Americans' risks of being shot by a gun were higher in 2011 than a decade earlier.
The figure below shows figures from the Centers for Disease Control WISQARS database supplemented with preliminary mortality data for 2011 on people in the U.S. who either suffered a non-fatal firearms injury (the blue bars) or were killed by a firearm (the red bars). The sum of the figures indicates the total number of people who were shot.
In 2011, just over 106,000 people were shot in the U.S., or about one out of every 2,940 Americans. Just over 32,000 of these shooting injuries were fatal.
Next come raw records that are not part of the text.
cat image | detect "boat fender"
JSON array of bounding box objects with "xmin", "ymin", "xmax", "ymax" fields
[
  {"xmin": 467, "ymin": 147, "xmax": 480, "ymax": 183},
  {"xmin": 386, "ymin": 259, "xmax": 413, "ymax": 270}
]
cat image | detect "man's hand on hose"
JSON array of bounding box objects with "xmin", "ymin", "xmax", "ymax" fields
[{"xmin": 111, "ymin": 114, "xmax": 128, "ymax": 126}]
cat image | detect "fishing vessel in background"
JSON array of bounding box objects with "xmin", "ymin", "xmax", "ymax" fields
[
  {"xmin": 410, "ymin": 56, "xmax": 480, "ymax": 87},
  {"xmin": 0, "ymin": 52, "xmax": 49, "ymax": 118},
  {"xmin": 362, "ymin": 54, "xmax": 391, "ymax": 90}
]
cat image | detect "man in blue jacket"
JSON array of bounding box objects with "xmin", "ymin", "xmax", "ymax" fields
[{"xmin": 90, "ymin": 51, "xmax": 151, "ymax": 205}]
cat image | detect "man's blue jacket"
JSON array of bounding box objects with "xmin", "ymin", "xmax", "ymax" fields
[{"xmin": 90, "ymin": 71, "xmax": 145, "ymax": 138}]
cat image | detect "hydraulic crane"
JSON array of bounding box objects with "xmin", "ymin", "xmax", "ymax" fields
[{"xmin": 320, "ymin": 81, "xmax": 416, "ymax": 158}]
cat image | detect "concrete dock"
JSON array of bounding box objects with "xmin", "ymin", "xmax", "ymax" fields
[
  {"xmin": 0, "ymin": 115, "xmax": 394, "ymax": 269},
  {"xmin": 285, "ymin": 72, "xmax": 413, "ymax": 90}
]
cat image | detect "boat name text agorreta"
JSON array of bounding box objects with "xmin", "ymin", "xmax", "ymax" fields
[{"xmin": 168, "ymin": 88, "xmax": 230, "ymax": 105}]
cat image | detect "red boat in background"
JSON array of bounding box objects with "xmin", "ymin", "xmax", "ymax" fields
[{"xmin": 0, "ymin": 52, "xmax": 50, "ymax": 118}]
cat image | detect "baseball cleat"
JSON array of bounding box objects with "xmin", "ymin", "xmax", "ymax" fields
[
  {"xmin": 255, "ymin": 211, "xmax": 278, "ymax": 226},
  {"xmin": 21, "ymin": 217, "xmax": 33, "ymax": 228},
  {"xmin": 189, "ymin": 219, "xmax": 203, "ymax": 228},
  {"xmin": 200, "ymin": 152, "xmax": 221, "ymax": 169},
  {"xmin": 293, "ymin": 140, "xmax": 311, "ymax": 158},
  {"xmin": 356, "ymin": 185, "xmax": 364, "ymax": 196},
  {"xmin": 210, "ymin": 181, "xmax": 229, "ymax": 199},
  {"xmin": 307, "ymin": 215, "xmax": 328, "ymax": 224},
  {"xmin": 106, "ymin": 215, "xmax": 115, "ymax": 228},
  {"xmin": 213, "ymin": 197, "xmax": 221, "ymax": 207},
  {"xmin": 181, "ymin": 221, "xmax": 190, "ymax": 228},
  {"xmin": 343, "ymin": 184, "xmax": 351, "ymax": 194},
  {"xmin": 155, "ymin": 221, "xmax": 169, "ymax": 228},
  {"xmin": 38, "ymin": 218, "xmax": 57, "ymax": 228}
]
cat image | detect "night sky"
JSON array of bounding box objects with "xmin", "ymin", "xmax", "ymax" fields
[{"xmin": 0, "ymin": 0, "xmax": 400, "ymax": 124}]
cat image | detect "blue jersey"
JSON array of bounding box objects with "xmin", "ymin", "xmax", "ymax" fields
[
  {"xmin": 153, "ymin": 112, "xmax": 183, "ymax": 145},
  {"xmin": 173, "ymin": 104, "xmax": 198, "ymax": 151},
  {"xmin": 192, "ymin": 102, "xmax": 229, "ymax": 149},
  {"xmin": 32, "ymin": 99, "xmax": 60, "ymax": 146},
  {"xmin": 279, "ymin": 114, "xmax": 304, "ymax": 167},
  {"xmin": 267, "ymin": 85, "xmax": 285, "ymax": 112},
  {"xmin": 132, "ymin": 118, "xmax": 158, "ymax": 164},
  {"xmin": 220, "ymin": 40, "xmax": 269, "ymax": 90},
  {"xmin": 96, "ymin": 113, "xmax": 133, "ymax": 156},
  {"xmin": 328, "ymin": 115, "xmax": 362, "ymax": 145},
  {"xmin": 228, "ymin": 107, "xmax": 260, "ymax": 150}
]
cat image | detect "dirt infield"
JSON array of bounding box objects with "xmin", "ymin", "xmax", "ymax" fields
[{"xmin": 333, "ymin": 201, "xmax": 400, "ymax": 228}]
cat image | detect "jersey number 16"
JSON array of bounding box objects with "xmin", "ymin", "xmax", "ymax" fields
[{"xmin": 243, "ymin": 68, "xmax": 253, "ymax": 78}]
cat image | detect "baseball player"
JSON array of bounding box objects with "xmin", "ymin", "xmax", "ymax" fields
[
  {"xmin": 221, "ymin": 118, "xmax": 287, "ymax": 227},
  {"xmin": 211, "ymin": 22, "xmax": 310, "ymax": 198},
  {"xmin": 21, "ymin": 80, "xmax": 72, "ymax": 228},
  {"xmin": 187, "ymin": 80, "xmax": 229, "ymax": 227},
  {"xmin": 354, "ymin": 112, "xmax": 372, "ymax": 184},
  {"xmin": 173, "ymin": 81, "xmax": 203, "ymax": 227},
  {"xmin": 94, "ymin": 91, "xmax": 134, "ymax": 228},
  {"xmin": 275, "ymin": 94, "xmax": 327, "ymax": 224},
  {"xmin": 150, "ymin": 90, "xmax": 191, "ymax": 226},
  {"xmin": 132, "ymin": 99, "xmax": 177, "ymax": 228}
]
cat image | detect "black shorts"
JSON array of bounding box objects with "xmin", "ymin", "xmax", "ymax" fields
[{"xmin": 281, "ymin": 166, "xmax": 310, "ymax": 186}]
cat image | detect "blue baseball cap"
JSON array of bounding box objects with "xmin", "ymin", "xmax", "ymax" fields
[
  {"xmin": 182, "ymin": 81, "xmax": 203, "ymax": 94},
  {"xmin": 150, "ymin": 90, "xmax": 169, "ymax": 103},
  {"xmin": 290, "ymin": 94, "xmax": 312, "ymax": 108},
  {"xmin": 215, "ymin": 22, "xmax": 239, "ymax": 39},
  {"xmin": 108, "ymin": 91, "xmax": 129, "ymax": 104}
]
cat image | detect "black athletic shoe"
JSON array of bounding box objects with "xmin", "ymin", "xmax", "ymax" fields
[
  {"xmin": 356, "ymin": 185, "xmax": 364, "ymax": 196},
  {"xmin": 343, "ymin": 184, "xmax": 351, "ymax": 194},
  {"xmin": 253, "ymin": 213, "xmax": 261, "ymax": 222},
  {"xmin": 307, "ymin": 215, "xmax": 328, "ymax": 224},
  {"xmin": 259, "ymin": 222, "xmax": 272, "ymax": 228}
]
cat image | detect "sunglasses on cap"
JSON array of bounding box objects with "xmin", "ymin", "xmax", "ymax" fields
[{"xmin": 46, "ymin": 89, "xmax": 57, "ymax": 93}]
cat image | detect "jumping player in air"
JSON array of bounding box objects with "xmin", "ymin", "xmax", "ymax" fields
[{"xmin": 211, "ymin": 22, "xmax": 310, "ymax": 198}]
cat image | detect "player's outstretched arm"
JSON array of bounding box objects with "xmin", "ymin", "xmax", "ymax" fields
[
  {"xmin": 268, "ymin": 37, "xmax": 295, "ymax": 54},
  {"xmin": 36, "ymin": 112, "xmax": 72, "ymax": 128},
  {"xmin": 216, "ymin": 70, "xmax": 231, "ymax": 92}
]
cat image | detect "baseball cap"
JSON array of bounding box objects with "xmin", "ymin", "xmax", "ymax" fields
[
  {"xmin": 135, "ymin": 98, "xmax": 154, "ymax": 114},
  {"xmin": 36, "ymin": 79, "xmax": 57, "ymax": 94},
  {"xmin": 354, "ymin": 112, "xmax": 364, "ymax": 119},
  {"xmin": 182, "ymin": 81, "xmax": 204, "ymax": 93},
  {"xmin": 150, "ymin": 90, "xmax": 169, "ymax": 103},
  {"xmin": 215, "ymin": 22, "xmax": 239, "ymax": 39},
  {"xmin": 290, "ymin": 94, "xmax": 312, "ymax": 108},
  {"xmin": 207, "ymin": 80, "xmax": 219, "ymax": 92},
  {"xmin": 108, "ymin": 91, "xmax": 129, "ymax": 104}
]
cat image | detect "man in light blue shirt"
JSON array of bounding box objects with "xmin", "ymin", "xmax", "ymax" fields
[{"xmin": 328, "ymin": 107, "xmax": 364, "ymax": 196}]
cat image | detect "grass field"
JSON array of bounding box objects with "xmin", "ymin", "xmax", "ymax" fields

A decade earlier just under 93,000 people were shot (about one out of every 3,080 Americans) with just under 30,000 fatalities. When you adjust for the increase in the population and average the changes across all 11 years, the chances of being shot rose by 0.8% per year.
Nearly two-thirds of these shootings were assaults and homicides; figures appear below. In 2011, there were just under 67,000 firearms assaults and homicides compared to just over 52,000 a decade earlier. Adjusting for population growth and averaging changes across years, the chances of an American suffering a homicide or an assault injury at the end of a gun climbed by 1.7% per year.
Accidental shootings were down over the decade, falling from 18,500 in 2001 to 15,500 in 2011. Adjusting for population size and averaging the changes over the decade, the chances of being accidentally shot fell by 2.3% per year. While the gun accident figure might seem encouraging, it is worth considering that the chances of being accidentally cut or stabbed fell even more (2.6% per year).
More guns, more shootings, more misery.